Response (streaming)

With "stream": true, the response is text/event-stream with SSE chunks:

data: {"id":"chatcmpl-abc123","object":"chat.completion.chunk","created":1234567890,"model":"...","choices":[{"index":0,"delta":{"role":"assistant"},"finish_reason":null}]}

data: {"id":"chatcmpl-abc123","object":"chat.completion.chunk","created":1234567890,"model":"...","choices":[{"index":0,"delta":{"content":"The"},"finish_reason":null}]}

data: {"id":"chatcmpl-abc123","object":"chat.completion.chunk","created":1234567890,"model":"...","choices":[{"index":0,"delta":{},"finish_reason":"stop"}]}

data: [DONE]

Error (no text model loaded)

HTTP 404
{"error": "No text model loaded"}

Audio Speech

POST /v1/audio/speech

Generate speech from text using VibeVoice TTS. Returns audio bytes directly.

Request

curl http://localhost:8080/v1/audio/speech \
  -H "Content-Type: application/json" \
  -d '{
    "input": "Hello world, this is a test.",
    "voice_path": "/path/to/voice_reference.wav",
    "response_format": "wav"
}' -o output.wav

Field	Type	Required	Default	Description
`input`	string	Yes	-	Text to synthesize
`model`	string	No	-	Ignored (uses the loaded model)
`voice`	string	No	-	Voice name (reserved for future use)
`voice_data`	string	No	-	Base64-encoded WAV bytes for voice cloning
`voice_path`	string	No	-	Server-side path to voice prompt file
`response_format`	string	No	`"wav"`	`"wav"` (16-bit PCM WAV) or `"pcm"` (raw f32 little-endian)
`cfg_scale`	float	No	`1.5`	Classifier-free guidance scale (1.0-3.0)
`max_frames`	int	No	`150`	Max speech frames (~133ms each at 7.5Hz)
`diffusion_steps`	int	No	`10`	Diffusion steps per frame (higher = better, slower)

Voice Cloning via API

To clone a voice without server-side files, base64-encode the WAV reference and send it in voice_data:

VOICE_B64=$(base64 -w0 voice_reference.wav)
curl http://localhost:8080/v1/audio/speech \
  -H "Content-Type: application/json" \
  -d "{
    \"input\": \"Hello from a cloned voice.\",
    \"voice_data\": \"$VOICE_B64\"
}" -o output.wav

Response

response_format: "wav" — Content-Type: audio/wav, binary WAV body (16-bit PCM, 24kHz, mono)
response_format: "pcm" — Content-Type: audio/pcm, raw f32 little-endian samples at 24kHz

Error (no audio model loaded)

HTTP 404
{"error": "No audio model loaded"}

Image Generation (OpenAI-compatible)

POST /v1/images/generations

Generate images from text prompts.

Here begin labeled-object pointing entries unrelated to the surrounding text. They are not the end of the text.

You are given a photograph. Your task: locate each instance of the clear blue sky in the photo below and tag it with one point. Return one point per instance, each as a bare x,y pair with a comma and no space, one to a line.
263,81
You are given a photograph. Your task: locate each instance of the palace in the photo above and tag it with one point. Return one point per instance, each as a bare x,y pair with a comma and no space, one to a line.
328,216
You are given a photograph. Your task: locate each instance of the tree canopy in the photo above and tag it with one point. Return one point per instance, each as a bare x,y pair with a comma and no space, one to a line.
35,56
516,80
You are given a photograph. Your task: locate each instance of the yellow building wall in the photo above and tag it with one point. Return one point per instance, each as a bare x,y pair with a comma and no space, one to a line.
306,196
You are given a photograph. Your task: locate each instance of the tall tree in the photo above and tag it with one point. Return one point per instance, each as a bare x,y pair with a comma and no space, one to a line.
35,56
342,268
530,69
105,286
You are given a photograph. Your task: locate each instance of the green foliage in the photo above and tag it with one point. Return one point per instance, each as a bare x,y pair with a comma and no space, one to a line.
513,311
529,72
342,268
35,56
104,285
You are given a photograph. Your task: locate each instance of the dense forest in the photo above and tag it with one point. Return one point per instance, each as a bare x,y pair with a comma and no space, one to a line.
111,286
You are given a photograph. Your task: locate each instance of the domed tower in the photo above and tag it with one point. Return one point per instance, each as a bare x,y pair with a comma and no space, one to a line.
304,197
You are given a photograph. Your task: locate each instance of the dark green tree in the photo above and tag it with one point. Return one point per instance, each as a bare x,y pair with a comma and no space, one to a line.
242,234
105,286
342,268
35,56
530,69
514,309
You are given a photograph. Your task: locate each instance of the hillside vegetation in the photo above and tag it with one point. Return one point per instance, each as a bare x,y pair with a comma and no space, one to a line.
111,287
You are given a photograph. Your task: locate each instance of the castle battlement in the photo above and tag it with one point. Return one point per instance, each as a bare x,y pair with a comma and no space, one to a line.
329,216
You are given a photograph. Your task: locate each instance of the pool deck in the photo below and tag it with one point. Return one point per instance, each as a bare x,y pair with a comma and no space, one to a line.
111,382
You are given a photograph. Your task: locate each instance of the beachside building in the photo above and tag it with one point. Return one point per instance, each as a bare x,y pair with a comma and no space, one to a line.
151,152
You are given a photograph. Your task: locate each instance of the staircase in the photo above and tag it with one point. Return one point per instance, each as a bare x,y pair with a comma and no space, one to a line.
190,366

By default returns raw PNG bytes with Content-Type: image/png.

Request

# Raw PNG (default) — pipe to file or viewer
curl http://localhost:8080/v1/images/generations \
  -H "Content-Type: application/json" \
  -d '{"prompt": "A photorealistic landscape at golden hour"}' \
  -o landscape.png

# Base64 JSON (OpenAI-compatible)
curl http://localhost:8080/v1/images/generations \
  -H "Content-Type: application/json" \
  -d '{"prompt": "A landscape", "response_format": "b64_json"}'

Field	Type	Required	Default	Description
`prompt`	string	Yes	-	Text description of the image
`n`	int	No	`1`	Number of images (currently always generates 1)
`size`	string	No	-	Reserved (size controlled by `--flux-width`/`--flux-height`)
`response_format`	string	No	`"png"`	`"png"` (raw image/png) or `"b64_json"` (OpenAI JSON envelope)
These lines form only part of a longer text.